We stare at each other for a long moment before Leander’s expression softens. He lays a hand on my shoulder, the other still holding the dart aloft like a precious offering.
“Robbie’s the one behind that latest batch of rainbow fentanyl that the cops discovered in a raid last week. Rainbow fucking fentanyl. He made his drugs look like candy,” Leander whispers, a dark melody that rings in my ears. Leander’s brows raise as Robbie squeals his protests from across the room. “He’s purposely targeting kids, Lachlan. And this time, he just happened to reach kids whose parents can hire the kind of people who will actually deliver justice where it’s needed the most. People like you.”

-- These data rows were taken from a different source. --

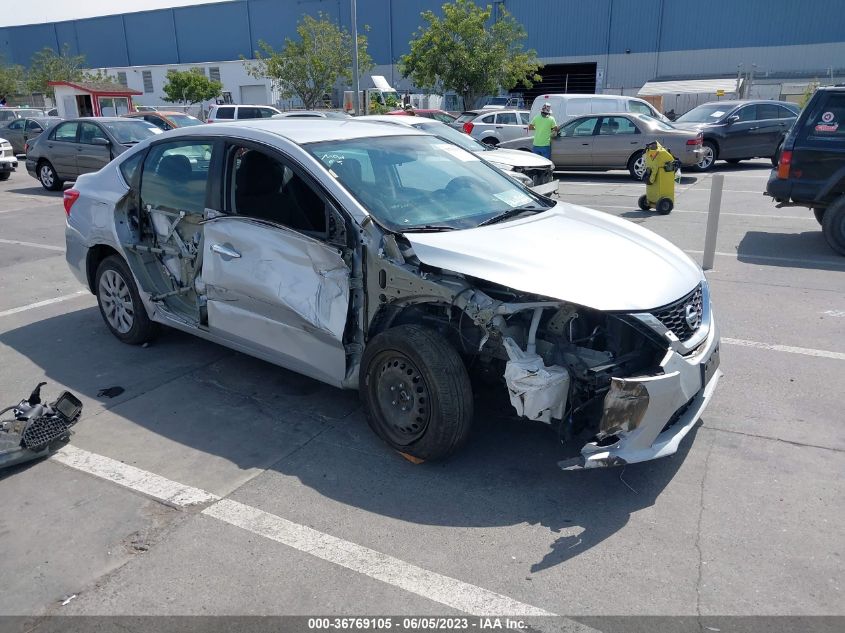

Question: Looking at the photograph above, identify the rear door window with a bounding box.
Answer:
[53,121,79,143]
[564,97,592,116]
[757,103,779,120]
[141,140,214,214]
[734,106,758,123]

I turn my attention to Robbie as he struggles against the cable ties that trap his wrists and ankles to a metal chair. His wide eyes are not innocent. His muffled protests are selfish pleas, not words of remorse. Though I didn’t bother looking up the details on Robbie’s latest escapades before we grabbed him, I know Leander isn’t lying. He never does.
My eyes don’t stray from Robbie as I pluck the dart from Leander’s palm. There’s no need to turn and look at my boss to gauge his reaction. I can feel it. His smile is a breath against my skin before he steps back.
I take my shot. Robbie cries out as the dart hits his forehead and ricochets off bone to land in his lap.
“Oof, good try. Almost a bull’s-eye. But I’m winning,” Leander declares as he lines up to take his next shot. He’s about to let the dart fly when a security alert dings through the speakers. We turn in unison to the screen hanging behind the bar. A rugby game is on mute and the security feed in the upper right-hand corner shows the front gate of Leander’s estate. There’s an old Honda Civic waiting to be let in.